Why? Because necessity is the mother of invention, and technology has been a helping hand for many lenders amid the challenges they have faced during the Covid-19 pandemic.

However, as much as the crisis has been a wake-up call in this area, the last nine months have been turbulent and time-consuming for industry players handling competing demands.

Market activity is at a record high, yet many new and existing borrowers are being impacted negatively by challenging economic conditions.

As a result, lenders are tackling an unprecedented increase in calls or requests for support from customers and while time has been dedicated to meeting customer demands, larger scale technology projects have, on the face of it, been side-lined.


Issues for lenders

This would appear to be problematic, with lenders seemingly unable to prioritise implementing the solutions that may in fact help them the most in the longer-term.

But in reality, there can be no doubt that technology has been instrumental during the pandemic, just not in the ways some may have predicted.

The changes have been closer to marginal gain theory than revolution – more Billy Beane’s Moneyball than Che Guevara.

Video conferencing has increased exponentially, as have automated valuation models which have made home valuations from a distance possible, unlike before in many cases.

Larger lenders with more advanced capabilities have even been able to use chatbots powered by artificial intelligence (AI) to take on aspects of customer liaison.

What we have seen, is lenders and other market players adopting multiple small adjustments to their technology, or previous lack thereof, which has delivered results greater than the sum of their parts.

As a result, lenders have managed to not only keep their heads above the water, they have also gained a new found respect for the power of technology.

As such, 2021 is set to be a big year for large-scale technology adoption in the mortgage market.


Technology for the future

One key development over the coming years which lenders will have to respond to is the growing use of open-application programme interfaces (APIs).

Tools which are driven by open-APIs will enable lenders and brokers to access customer data quickly and efficiently.

Ultimately, APIs can significantly increase efficiencies and speed by enabling operators to reach decisions quicker and more accurately.

Client-facing technologies have proved their worth, and now it’s time to see what back-office systems can do.

The pandemic has given new value to technology’s place in the industry. But it has primarily accelerated its position through existing software.
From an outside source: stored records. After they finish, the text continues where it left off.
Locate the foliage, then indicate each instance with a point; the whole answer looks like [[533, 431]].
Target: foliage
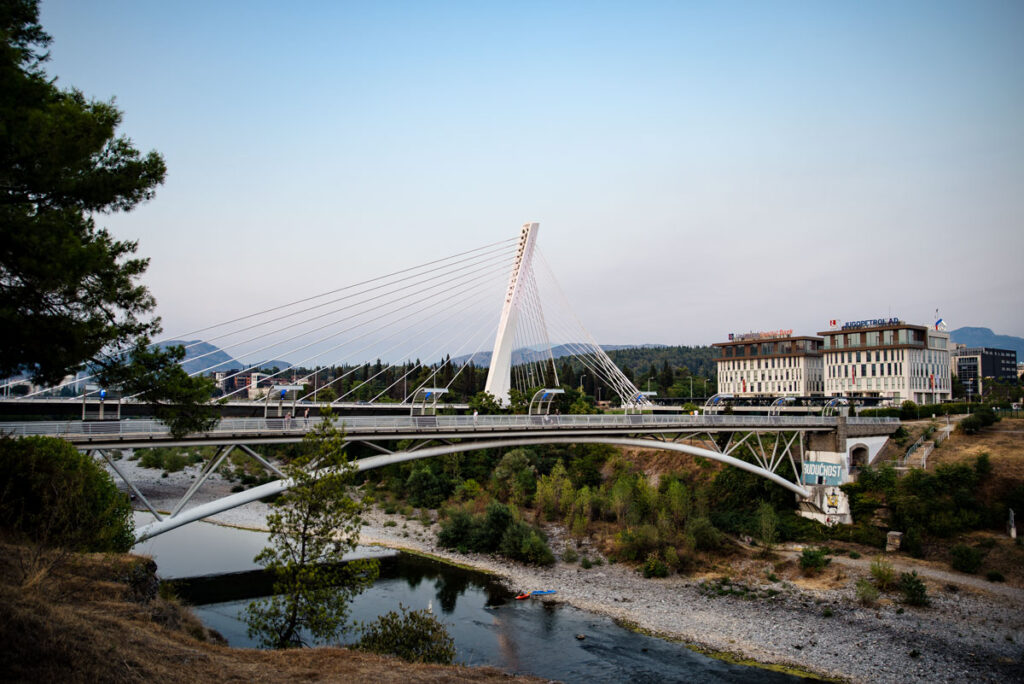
[[69, 292], [416, 636], [513, 478], [767, 526], [496, 530], [913, 590], [315, 522], [970, 425], [426, 489], [867, 594], [484, 403], [654, 566], [884, 573], [813, 561], [935, 504], [52, 495], [966, 559], [706, 536]]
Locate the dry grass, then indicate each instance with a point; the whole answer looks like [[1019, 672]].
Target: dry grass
[[1004, 442], [84, 623]]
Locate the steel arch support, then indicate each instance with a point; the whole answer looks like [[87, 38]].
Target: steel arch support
[[370, 463]]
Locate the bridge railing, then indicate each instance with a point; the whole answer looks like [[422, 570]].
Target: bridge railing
[[143, 428]]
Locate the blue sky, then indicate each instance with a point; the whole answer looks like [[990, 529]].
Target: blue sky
[[697, 168]]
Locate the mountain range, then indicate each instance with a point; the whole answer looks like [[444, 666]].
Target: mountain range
[[203, 356]]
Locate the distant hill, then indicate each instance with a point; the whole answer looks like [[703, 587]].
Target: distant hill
[[482, 359], [213, 357], [983, 337]]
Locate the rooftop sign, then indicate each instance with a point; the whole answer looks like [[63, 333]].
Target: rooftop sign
[[870, 323], [768, 335]]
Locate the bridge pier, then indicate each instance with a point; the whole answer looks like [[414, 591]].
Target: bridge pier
[[833, 459]]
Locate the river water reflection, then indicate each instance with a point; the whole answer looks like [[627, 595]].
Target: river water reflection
[[487, 625]]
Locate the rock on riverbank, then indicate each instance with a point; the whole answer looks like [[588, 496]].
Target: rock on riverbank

While it’s true that more industry players are embracing technology such as open-APIs, for many lenders the technology may still be hard to visualise in practice.

The confirmation of a rollout of a Covid-19 vaccine sheds light on the prospect of some return to normal, however it is in 2021 that the economic consequences of the pandemic will be properly realised.

This is why it is more important than ever for lenders to put new technology on their radar and start future-proofing their businesses for an uncertain road ahead.